Outro absoluto é a morte, da qual falo hoje. No dia 10 de julho, ela visitou minha casa e levou minha mãe. Não tardou 48 horas, voltou para buscar o dentista da minha infância, primo de meu pai. Não satisfeita, esperou o relógio cumprir mais 24 horas e derrubou outro primo mais distante. Eu já dizia que ela atuava no atacado, uma comerciante de quantidades, quando morreu o Bolinha, um sujeito pertencente ao meu círculo afetivo, que durante anos, lá no interior de Minas, fez um excelente sanduíche de carne.

Então veio a tragédia de São Paulo. Nem a morte nas mãos do Saramago agiu com tanta objetividade e frieza. Aliás, para dizer a verdade, a morte nas letras do Saramago foi personagem de um romance menor (“Intermitências da Morte”, Companhia das Letras) do homem que deu vida humana a Jesus Cristo em seu belíssimo “Evangelho Segundo Jesus Cristo”. Mas deixemos a crítica de lado e voltemos à morte. Ninguém volta à morte, bem sei, porém acho que vocês entendem o que quero dizer.

Sem exagero, a tragédia de São Paulo tornou todas as demais mortes coisas menores. Vivos, transitamos no mundo da relatividade. A morte de minha mãe é, em mim, uma dor que, como a deixada por meu pai, amainará hoje para voltar amanhã. Não latejando, mesmo assim será dor, conheço dessa matéria. Porém mamãe viveu quase 84 anos, foi feliz com meu pai, teve quatro filhos que se formaram e nenhum de nós é malandro, escroque ou mau irmão. Enfim, mamãe viveu uma vida e deixou frutos dignos do seu amor. Logo, choro sua morte, mas me conformo, assim como me conformo com a dos outros amigos que se foram logo a seguir.

Difícil é suportar a morte dos que desciam em São Paulo, indo, quem sabe, visitar um amigo, fazer um exame, pegar outro avião para visitar familiares, gente que daria prosseguimento à vida. Decerto morreram por alguma causa que se explicará muito bem (falha humana, falha mecânica, defeito na pista, seja lá o que for), mas que não apagará as questões políticas que estão atreladas à matéria da aviação no Brasil desde o acidente entre o avião da Gol e o Legacy.
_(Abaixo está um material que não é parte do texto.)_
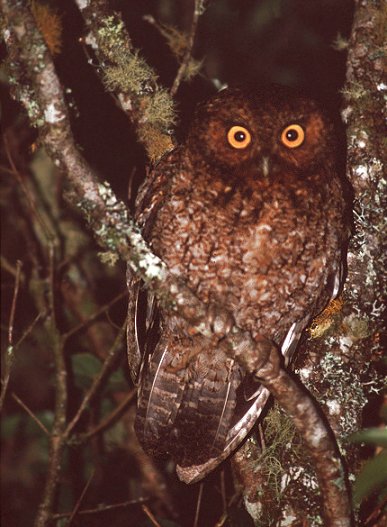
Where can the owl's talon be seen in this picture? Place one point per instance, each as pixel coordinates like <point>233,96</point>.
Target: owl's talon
<point>220,321</point>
Torçamos para que se chegue à conclusão técnica e se tomem as providências necessárias para que isso não se repita.





Este julho de 2007 foi mês em que a morte atuou no atacado. Saiu das esquinas, onde estende sua mesinha de camelô e, montada num caminhão de último tipo, desses com letreiro chamativo, foi arrastando as pessoas de roldão. Não há o que discutir com ela; nem com Deus. É preciso, sim, discutirmos entre nós, valorizarmos nossas vidas e nosso convívio comum. Com urgência.


Enquanto isso, vou aprendendo a ser órfão de pai e de mãe, nesse mundão sem fim, cada dia mais apertado.